Tuesday, May 29, 2012

Penyelesaian Sengketa


Sengketa terjadi karena terdapat situasi dimana satu pihak yang merasa dirugikan oleh pihak lain. Perasaan tidak puas akan segera muncul ke permukaan apabila terjadi conflict of interest. Pada umumnya di dalam kehidupan bermasyarakat ada beberapa cara menyelesaikan konflik yakni proses penyelesaian sengketa yang ditempuh dapat melalui cara-cara formal maupun informal.
Cara-cara  Penyelesaian Sengketa
1.1. Negosiasi
Negosiasi adalah proses tawar menawar dengan jalan berunding guna mencapai kesepakatan bersama antara satu pihak dan pihak lain.
1.2.. Mediasi
Mediasi adalah proses pengikutsertaan pihak ketiga dalam penyelesaian suatu perselisihan sebagai penasihat.
Unsur-unsur mediasi :
-          Merupakan sebuah proses penyelesaian sengketa berdasarkan perundingan.
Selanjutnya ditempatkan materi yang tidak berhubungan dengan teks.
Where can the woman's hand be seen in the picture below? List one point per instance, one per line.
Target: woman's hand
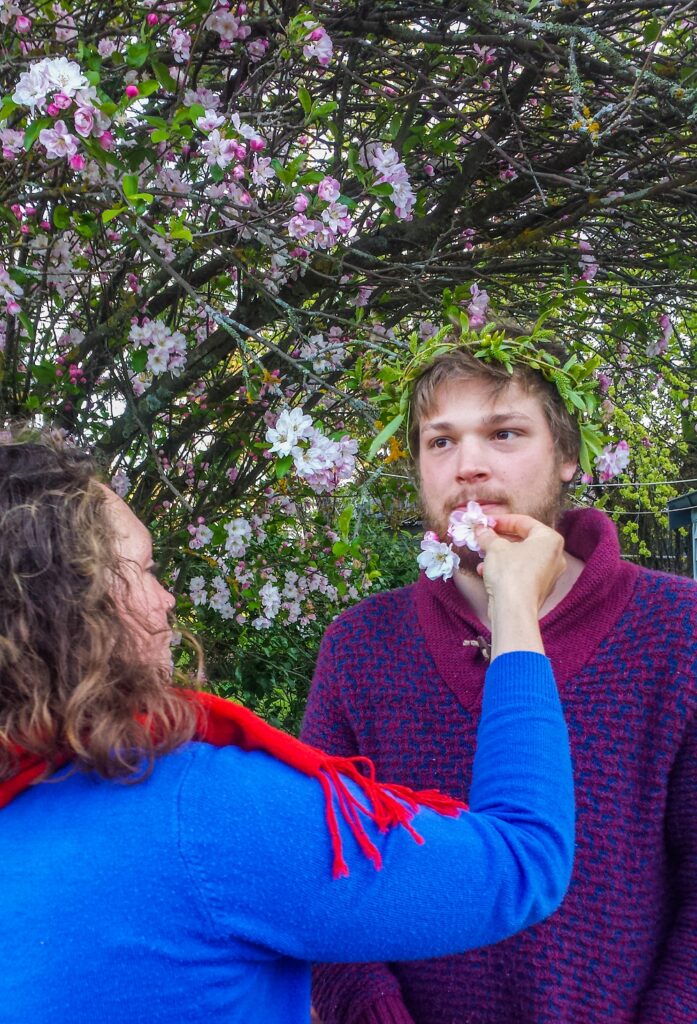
(523, 560)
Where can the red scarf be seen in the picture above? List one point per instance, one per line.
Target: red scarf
(222, 723)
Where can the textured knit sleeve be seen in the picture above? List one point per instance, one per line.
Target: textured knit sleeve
(345, 993)
(671, 997)
(254, 843)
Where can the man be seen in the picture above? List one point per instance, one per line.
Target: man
(399, 679)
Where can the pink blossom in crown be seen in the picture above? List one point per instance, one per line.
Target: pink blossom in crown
(612, 461)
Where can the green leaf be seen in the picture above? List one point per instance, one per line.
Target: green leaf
(385, 434)
(107, 215)
(651, 31)
(138, 359)
(163, 76)
(137, 54)
(345, 521)
(29, 328)
(129, 184)
(282, 466)
(305, 99)
(61, 217)
(33, 131)
(321, 110)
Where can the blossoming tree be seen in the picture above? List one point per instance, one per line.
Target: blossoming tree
(226, 229)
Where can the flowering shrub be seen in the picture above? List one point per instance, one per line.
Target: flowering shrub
(226, 229)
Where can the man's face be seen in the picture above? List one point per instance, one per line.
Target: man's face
(492, 449)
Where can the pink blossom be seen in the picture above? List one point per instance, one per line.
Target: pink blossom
(257, 48)
(604, 383)
(300, 226)
(57, 141)
(329, 189)
(180, 42)
(463, 522)
(218, 150)
(611, 462)
(84, 121)
(437, 560)
(317, 45)
(476, 310)
(660, 346)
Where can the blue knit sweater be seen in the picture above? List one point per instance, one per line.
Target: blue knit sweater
(202, 893)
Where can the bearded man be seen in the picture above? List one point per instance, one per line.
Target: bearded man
(399, 679)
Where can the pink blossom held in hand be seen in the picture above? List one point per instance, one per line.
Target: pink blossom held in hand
(462, 525)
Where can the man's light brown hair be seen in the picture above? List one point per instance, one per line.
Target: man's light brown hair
(461, 365)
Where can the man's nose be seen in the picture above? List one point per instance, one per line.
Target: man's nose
(472, 461)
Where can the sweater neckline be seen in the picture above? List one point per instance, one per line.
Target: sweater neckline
(572, 631)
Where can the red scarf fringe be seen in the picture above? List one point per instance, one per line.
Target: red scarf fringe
(222, 723)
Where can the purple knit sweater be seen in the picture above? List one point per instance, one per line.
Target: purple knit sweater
(395, 681)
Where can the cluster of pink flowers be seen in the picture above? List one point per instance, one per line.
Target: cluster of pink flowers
(586, 263)
(56, 85)
(200, 534)
(167, 348)
(121, 483)
(391, 170)
(476, 310)
(222, 151)
(322, 463)
(238, 536)
(334, 219)
(461, 527)
(659, 346)
(438, 560)
(317, 44)
(9, 292)
(612, 461)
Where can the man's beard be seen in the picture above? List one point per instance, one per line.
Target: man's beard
(547, 509)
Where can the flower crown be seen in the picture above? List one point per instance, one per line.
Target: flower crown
(575, 381)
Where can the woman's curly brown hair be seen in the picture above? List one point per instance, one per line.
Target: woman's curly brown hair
(71, 681)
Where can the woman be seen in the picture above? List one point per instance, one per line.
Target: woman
(202, 889)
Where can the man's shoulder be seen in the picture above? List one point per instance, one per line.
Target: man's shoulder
(388, 608)
(665, 589)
-          Mediator terlibat dan diterima oleh para pihak yang bersengketa di dalam perundingan.
-          Mediator bertugas membantu para pihak yang bersengketa untuk mencari penyelesaian.
-          Tujuan mediasi untuk mencapai kesepakatan yang dapat diterima pihak-pihak yang bersengketa guna mengakhiri sengketa.
1.3 Konsiliasi
Konsiliasi adalah usaha mempertemukan keinginan pihak yang berselisih untuk mencapai persetujuan dan penyelesaian. Konsiliator berkewajiban untuk menyampaikan pendapat-pendapatnya mengenai duduk persoalannya.
1.4. Arbitrase
Arbitrase adalah usaha perantara dalam meleraikan sengketa. Menurut Subekti, arbitrase merupakan suatu penyelesaian sengketa oleh seorang wasit yang berdasarkan persetujuan bahwa mereka akan tunduk atau menaati keputusan yang akan diberikan wasit yang mereka pilih.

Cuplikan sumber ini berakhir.